Hudson pulled me back onto his lap and leaned his forehead against my shoulder. I wrapped my arms around his head and ran fingers through his hair.

“Yes, but I also feel guilty because Bruce is looking out for me. He’s promoted me to vice president and is making my continued employment a condition of the agreement.”

Instead of resentment of any kind, I felt relief. I knew how much Hudson’s self-worth was based on his career success. “That’s a good thing, yeah? It’s what you’ve always wanted. He must think very highly of you.” Along with the relief came a sharp sliver of disappointment. Hudson’s promotion meant even less chance of him miraculously leaving everything behind and following an Irish barman to an old rural pub in County Clare.

“I don’t want things to change,” Hudson admitted in a rough voice. “I want them to stay exactly as they are now.”

The lump in my throat took me by surprise when it really shouldn’t have. I hugged him closer and lowered my lips to his ear. “If things never changed, we’d never have met. And I can’t wish for that.”

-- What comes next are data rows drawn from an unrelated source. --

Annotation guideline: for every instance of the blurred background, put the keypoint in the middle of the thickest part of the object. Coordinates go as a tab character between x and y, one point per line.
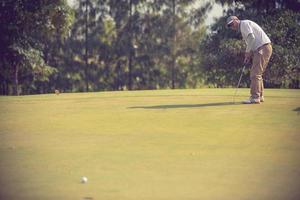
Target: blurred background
107	45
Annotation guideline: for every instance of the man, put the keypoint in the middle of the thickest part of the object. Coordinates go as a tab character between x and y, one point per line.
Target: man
259	48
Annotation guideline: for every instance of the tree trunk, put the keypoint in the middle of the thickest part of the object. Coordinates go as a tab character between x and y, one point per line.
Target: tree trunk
86	48
174	45
130	48
16	80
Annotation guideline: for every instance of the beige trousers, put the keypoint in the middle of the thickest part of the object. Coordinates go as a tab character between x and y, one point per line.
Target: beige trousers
261	59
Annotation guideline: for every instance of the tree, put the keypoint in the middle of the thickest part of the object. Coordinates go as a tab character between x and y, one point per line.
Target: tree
24	27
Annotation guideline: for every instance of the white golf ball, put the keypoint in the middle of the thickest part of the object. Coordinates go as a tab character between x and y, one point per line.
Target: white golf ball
84	179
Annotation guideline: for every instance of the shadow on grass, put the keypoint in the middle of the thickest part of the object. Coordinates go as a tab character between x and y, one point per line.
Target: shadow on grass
187	105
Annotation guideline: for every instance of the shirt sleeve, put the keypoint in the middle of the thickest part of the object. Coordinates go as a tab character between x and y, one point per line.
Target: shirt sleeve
250	42
247	30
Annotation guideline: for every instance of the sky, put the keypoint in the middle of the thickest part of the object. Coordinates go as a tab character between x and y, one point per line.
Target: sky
216	12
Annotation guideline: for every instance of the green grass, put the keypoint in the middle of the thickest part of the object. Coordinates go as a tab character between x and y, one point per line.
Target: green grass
144	145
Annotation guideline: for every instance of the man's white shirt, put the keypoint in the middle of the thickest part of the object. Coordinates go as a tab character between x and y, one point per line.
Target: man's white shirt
253	35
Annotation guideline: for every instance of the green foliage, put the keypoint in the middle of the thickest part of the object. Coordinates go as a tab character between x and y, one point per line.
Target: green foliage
26	27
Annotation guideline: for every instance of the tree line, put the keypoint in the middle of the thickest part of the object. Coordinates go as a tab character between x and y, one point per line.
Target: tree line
137	44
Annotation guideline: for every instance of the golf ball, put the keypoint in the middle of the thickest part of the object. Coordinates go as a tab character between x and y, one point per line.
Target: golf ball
84	179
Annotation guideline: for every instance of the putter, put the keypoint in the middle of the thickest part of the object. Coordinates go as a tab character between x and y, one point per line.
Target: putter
237	87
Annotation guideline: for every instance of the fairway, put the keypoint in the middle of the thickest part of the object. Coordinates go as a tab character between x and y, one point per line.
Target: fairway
150	145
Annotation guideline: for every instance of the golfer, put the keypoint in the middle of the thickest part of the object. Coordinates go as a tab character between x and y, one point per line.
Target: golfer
259	48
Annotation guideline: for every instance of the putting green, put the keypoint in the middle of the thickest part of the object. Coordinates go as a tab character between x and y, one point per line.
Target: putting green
144	145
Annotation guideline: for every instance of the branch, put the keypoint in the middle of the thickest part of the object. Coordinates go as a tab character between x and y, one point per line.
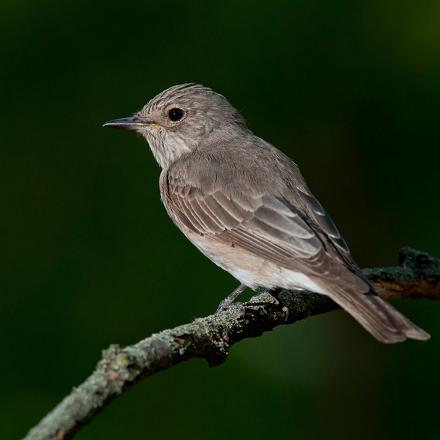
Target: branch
417	276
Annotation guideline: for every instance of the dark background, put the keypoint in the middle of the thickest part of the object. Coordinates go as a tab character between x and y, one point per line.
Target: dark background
349	89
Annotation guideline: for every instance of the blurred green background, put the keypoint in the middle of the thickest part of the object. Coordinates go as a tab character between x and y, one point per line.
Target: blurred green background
350	90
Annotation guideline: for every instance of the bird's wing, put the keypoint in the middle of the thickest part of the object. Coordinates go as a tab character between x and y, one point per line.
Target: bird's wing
261	223
300	238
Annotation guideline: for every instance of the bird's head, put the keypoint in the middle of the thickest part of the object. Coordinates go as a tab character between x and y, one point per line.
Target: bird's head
181	118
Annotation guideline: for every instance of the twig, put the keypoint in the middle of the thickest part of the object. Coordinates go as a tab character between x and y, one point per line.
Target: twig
417	276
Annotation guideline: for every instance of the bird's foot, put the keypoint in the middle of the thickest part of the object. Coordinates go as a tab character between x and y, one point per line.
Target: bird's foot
228	302
275	292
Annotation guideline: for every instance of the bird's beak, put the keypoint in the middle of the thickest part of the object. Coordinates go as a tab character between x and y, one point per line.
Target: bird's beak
131	123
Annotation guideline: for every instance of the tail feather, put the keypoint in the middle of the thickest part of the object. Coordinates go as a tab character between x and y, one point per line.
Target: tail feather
382	320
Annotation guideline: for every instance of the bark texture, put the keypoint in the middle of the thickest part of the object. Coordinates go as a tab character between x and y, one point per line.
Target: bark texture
417	276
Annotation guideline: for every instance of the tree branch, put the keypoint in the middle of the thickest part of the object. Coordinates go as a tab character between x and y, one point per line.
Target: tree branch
417	276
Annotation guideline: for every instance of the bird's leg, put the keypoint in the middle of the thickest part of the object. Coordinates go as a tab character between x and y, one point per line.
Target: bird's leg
227	302
275	292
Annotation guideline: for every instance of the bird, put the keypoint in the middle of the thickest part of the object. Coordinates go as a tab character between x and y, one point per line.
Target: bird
246	206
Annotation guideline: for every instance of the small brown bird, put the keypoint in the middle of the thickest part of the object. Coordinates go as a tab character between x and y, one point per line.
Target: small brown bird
246	206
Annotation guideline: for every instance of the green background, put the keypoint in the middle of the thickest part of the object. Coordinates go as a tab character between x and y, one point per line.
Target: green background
349	89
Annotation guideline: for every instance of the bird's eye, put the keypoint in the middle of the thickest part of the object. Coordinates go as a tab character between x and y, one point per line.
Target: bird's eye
175	114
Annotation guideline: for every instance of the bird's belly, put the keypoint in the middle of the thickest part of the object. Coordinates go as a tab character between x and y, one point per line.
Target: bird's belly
251	270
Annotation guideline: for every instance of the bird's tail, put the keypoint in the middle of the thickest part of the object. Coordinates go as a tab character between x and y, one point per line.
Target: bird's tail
382	320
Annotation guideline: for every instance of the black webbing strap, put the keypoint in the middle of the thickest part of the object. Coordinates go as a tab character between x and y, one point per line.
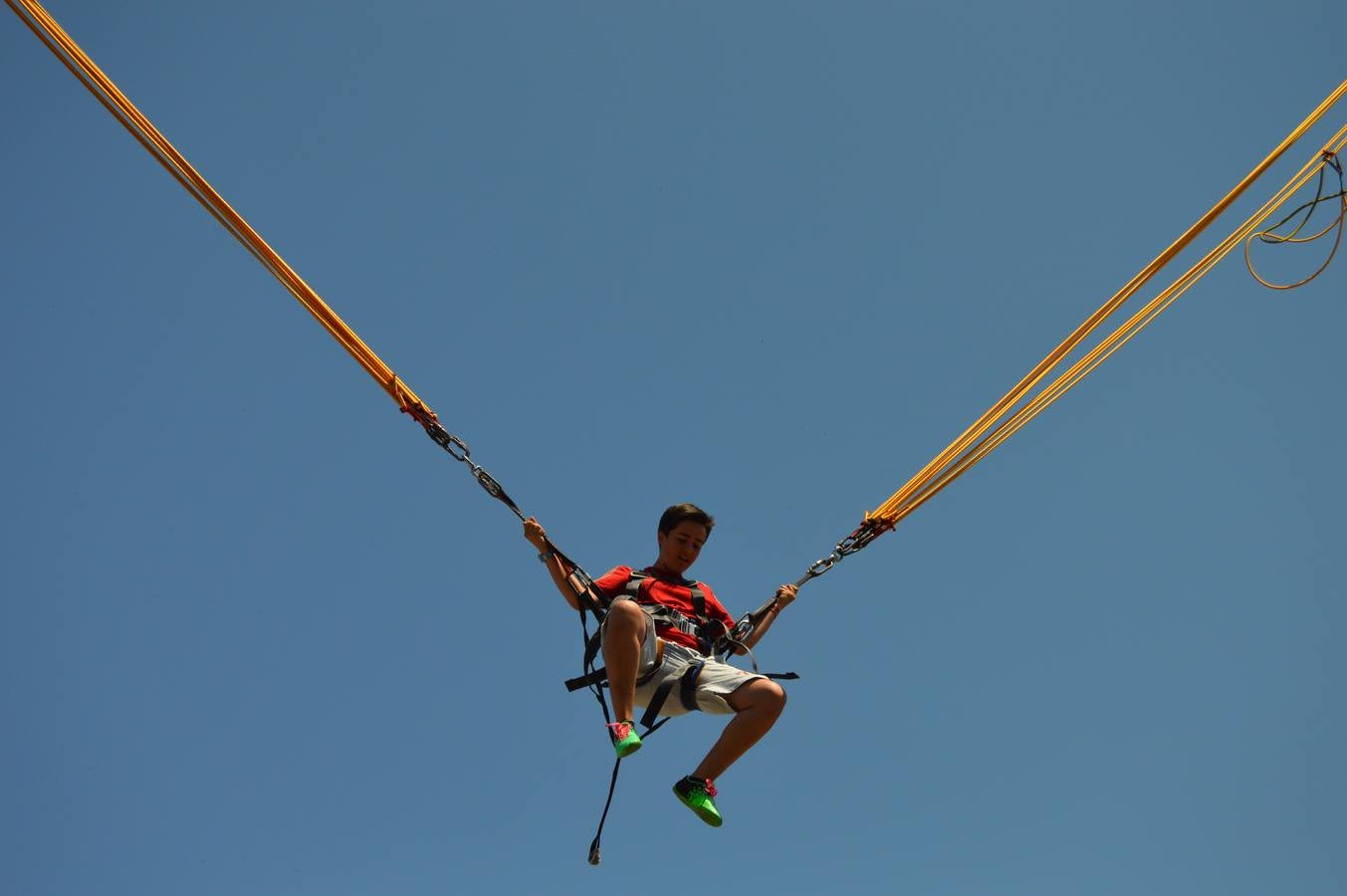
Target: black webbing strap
595	853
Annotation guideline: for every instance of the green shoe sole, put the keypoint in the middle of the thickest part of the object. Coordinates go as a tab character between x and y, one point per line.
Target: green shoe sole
702	806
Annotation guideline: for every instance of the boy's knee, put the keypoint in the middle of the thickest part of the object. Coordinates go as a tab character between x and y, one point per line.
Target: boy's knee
625	614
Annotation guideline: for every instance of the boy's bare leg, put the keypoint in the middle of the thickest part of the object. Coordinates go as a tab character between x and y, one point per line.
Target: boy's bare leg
756	705
624	632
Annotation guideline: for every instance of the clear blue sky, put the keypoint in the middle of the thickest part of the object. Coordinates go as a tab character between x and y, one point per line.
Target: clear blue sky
260	636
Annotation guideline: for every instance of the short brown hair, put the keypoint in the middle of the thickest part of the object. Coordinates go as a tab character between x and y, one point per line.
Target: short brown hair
683	514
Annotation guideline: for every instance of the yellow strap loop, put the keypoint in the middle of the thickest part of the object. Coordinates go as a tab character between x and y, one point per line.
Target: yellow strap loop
79	62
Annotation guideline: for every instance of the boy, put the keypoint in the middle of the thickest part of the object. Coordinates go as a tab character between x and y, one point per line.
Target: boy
657	629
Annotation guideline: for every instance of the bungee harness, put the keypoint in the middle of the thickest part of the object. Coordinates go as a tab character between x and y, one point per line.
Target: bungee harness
712	636
1001	420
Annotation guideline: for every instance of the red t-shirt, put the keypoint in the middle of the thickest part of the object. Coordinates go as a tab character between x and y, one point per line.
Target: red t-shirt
674	594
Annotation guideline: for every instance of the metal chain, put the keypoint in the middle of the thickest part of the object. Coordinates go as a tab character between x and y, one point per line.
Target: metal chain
457	449
866	533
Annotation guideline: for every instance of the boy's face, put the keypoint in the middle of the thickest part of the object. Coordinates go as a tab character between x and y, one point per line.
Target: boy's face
682	545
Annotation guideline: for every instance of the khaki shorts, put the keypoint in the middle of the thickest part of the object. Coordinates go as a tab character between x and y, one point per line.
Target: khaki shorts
664	660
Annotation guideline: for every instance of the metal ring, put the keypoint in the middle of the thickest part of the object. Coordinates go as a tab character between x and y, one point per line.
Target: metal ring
823	564
457	442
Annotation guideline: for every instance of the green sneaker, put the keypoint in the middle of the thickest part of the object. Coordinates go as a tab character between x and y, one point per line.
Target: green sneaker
625	740
697	795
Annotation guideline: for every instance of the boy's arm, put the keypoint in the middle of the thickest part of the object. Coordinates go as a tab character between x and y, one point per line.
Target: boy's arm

I kissed along his jaw to his mouth and lost myself in deep pulls of his lips. We could have stayed like that the rest of the night if the pizza timer hadn’t buzzed after a while. We shook off the melancholy and enjoyed the meal together gossiping about Hobie residents and speculating about how the pub’s launch would do.

We finished eating and got up to clean up our mess. I thought about what it would mean for my family if the Hobie Fig and Bramble wound up owned by some large restaurant holding. Did it matter? We didn’t own it, even though after all the work I’d put into it a part of me wanted to. Should we still care about what happened to it after we earned the bulk of the fees and I returned home?

I could tell Hudson was still upset about the idea of people losing their jobs after the acquisition. As we cleaned up the kitchen, I stayed quiet, assuming he was running around in mental circles attempting to solve the problem.

When we left the house to return to the bunkhouse, he finally started verbalizing his thoughts. “I wish there was a way of guaranteeing everyone a new placement before their severance package runs out.”

I made sure Mama followed us across the gravel drive. “Hudson, a strong severance package is more than most people get when they’re made redundant.”

“I know, but—”

“You can’t fix this for everyone,” I said. “You’re not Father Christmas. The economy is plenty strong in a city as big as Dallas right now for these people to find other work. It’s not like an automobile plant laying off thousands of specially trained machinists. Ames employees are standard office workers and analysts. There are plenty of finance jobs in Dallas.”